If you are invited to a dinner party, you can bring a gift – flowers, wine, or whatever counts as a friendly gesture. If instead, you leave $100 on the table at the end of the meal, you will destroy the atmosphere because you have turned a social interaction into a commercial exchange.

(Harvard Business Review article “The Unselfish Gene” July/Aug 2011 Fayard & Weeks)

If any of you have ever received a wedding invitation with an account number inside it, you will know what I mean.

Wedding lists are still tradition in Spain, but as couples marry later on in life and already have their 8 piece set of eggholders, their dishwasher and flat TV in place, what use is a Wedding List for them? Much better just to get the cash! So if you are invited to a Spanish wedding, be ready to dish out 100 EURO per head.

Or, if like me, you still prefer to keep this a social occasion, you can choose to ignore all social conventions and give them a personal gift!
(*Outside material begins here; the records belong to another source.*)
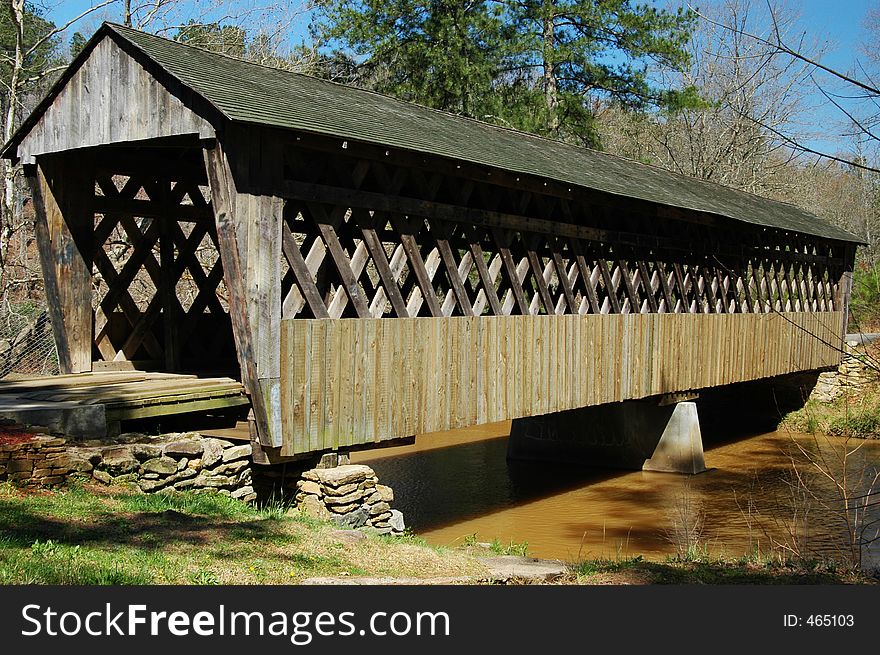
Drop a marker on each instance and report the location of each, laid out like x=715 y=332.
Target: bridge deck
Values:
x=93 y=404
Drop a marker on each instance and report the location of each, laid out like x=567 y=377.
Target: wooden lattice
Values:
x=158 y=290
x=367 y=238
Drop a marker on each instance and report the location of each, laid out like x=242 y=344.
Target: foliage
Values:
x=534 y=65
x=865 y=300
x=45 y=56
x=442 y=53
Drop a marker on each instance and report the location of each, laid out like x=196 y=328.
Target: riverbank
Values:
x=854 y=414
x=98 y=536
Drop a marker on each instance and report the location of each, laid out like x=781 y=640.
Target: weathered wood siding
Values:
x=355 y=381
x=110 y=99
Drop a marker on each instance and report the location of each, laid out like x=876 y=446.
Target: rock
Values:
x=161 y=465
x=351 y=520
x=396 y=521
x=309 y=487
x=312 y=507
x=232 y=467
x=512 y=567
x=212 y=452
x=379 y=508
x=344 y=509
x=20 y=466
x=336 y=477
x=380 y=518
x=343 y=490
x=377 y=530
x=353 y=497
x=80 y=466
x=385 y=493
x=148 y=486
x=188 y=448
x=349 y=536
x=102 y=476
x=118 y=460
x=205 y=479
x=237 y=452
x=131 y=437
x=241 y=492
x=145 y=451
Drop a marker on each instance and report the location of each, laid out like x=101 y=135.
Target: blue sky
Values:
x=837 y=24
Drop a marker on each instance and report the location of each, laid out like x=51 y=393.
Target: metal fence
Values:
x=27 y=346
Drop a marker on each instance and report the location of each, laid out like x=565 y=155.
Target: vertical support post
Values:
x=167 y=287
x=249 y=237
x=844 y=288
x=62 y=192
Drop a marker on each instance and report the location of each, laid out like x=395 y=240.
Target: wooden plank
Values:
x=302 y=274
x=646 y=286
x=63 y=227
x=486 y=280
x=223 y=200
x=391 y=379
x=458 y=289
x=386 y=275
x=538 y=275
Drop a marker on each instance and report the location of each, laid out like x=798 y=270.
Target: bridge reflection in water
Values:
x=455 y=484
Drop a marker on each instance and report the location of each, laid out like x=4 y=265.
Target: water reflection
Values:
x=455 y=484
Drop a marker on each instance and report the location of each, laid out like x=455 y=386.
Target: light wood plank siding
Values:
x=355 y=381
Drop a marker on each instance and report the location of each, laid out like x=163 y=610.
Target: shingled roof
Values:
x=250 y=93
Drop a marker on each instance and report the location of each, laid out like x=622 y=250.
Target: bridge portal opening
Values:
x=140 y=216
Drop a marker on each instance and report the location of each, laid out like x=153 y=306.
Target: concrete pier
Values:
x=638 y=434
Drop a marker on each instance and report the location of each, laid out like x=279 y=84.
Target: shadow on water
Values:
x=456 y=484
x=442 y=485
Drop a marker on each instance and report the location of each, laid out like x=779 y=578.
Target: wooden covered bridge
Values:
x=371 y=269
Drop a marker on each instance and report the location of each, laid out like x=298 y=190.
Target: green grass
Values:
x=751 y=570
x=857 y=417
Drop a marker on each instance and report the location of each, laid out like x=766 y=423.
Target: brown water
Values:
x=457 y=484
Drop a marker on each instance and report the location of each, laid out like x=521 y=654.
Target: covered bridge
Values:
x=373 y=269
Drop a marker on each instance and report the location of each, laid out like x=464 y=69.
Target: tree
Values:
x=744 y=88
x=442 y=53
x=577 y=51
x=229 y=40
x=853 y=94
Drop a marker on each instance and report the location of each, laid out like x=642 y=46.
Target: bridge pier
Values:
x=636 y=434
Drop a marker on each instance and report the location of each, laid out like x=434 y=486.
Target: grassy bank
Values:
x=87 y=535
x=850 y=415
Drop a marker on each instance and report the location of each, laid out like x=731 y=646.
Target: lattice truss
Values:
x=350 y=260
x=155 y=258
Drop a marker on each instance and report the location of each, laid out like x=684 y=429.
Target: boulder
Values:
x=118 y=460
x=336 y=477
x=161 y=465
x=186 y=447
x=396 y=521
x=212 y=452
x=352 y=520
x=312 y=507
x=309 y=487
x=145 y=451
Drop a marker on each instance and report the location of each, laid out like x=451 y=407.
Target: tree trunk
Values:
x=16 y=11
x=551 y=90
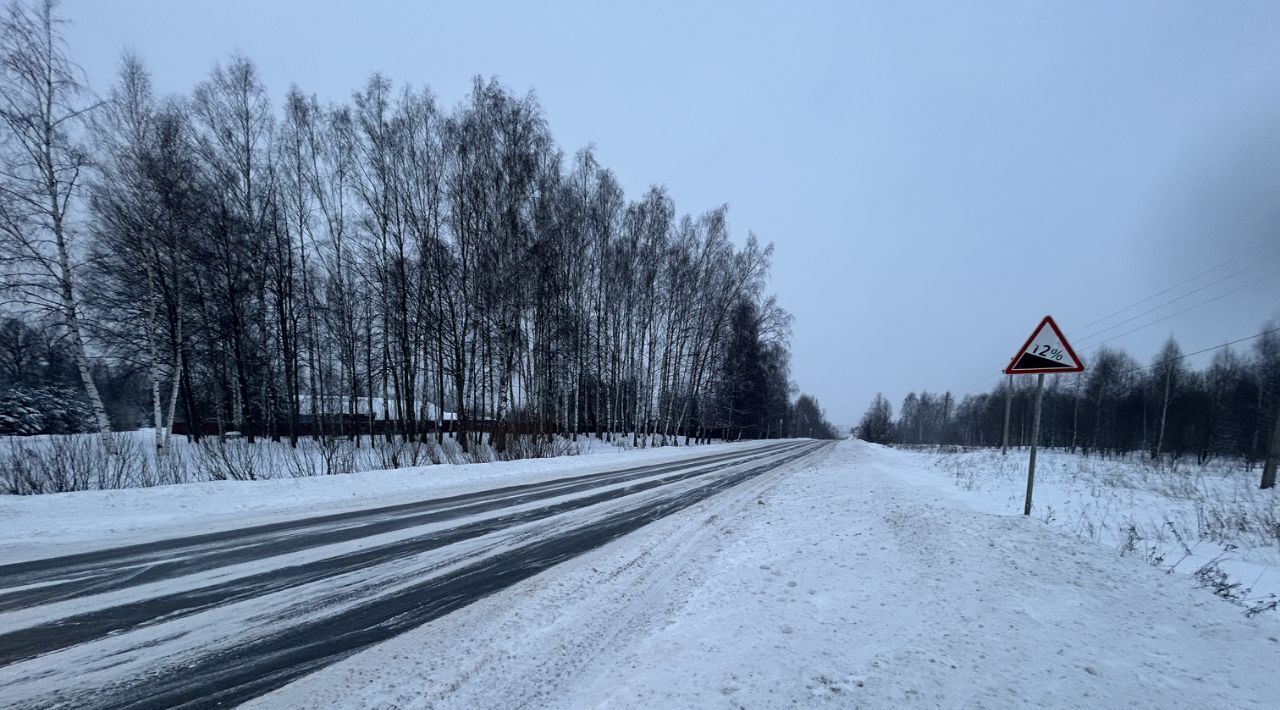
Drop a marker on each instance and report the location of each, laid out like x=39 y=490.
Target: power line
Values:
x=1219 y=297
x=983 y=381
x=1175 y=299
x=1187 y=280
x=1203 y=351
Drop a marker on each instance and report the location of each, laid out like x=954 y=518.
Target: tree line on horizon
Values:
x=1115 y=407
x=320 y=268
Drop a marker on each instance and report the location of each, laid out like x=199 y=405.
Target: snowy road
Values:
x=219 y=618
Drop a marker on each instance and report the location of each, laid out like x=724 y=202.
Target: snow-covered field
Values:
x=863 y=580
x=39 y=526
x=1178 y=516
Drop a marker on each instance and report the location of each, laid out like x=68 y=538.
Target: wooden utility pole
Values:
x=1031 y=468
x=1009 y=401
x=1269 y=468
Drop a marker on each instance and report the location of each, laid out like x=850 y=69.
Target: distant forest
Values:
x=1118 y=406
x=378 y=265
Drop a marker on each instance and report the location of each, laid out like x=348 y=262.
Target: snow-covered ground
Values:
x=40 y=526
x=862 y=580
x=1178 y=516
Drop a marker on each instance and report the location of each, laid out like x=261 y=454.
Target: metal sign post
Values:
x=1045 y=352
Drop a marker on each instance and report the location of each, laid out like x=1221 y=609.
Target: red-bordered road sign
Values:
x=1045 y=352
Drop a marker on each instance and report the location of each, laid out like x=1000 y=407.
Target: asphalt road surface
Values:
x=211 y=621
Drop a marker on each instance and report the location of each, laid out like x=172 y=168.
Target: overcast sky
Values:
x=936 y=177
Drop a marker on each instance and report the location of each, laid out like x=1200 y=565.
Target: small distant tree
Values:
x=877 y=425
x=810 y=420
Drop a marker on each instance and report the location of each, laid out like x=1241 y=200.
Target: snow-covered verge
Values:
x=1178 y=516
x=841 y=582
x=77 y=462
x=39 y=526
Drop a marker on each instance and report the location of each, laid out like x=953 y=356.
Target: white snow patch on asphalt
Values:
x=836 y=583
x=41 y=526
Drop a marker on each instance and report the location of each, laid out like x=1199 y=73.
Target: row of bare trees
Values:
x=1228 y=408
x=380 y=265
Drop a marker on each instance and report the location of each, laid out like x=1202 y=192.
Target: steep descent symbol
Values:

I haven’t been spat at yet (neither literally nor metaphorically) – at least not to my face.

Do leave your favourite/hated Spanish (or other) wedding traditions here, if you wish. And be ready to shout:

¡¡¡¡VIVAN LOS NOVIOS!!!!

To incite the rest of the guests to shout:

¡¡¡¡VIVAAAAAAAAAA¡¡¡¡¡¡¡

2 thoughts on “B is for Bodorrio

  1. Meri says:

    and what happen to those that spend a fortune in weddings and so on…and never get married whcin means that they had to buy thier own TV, toaster, Micro??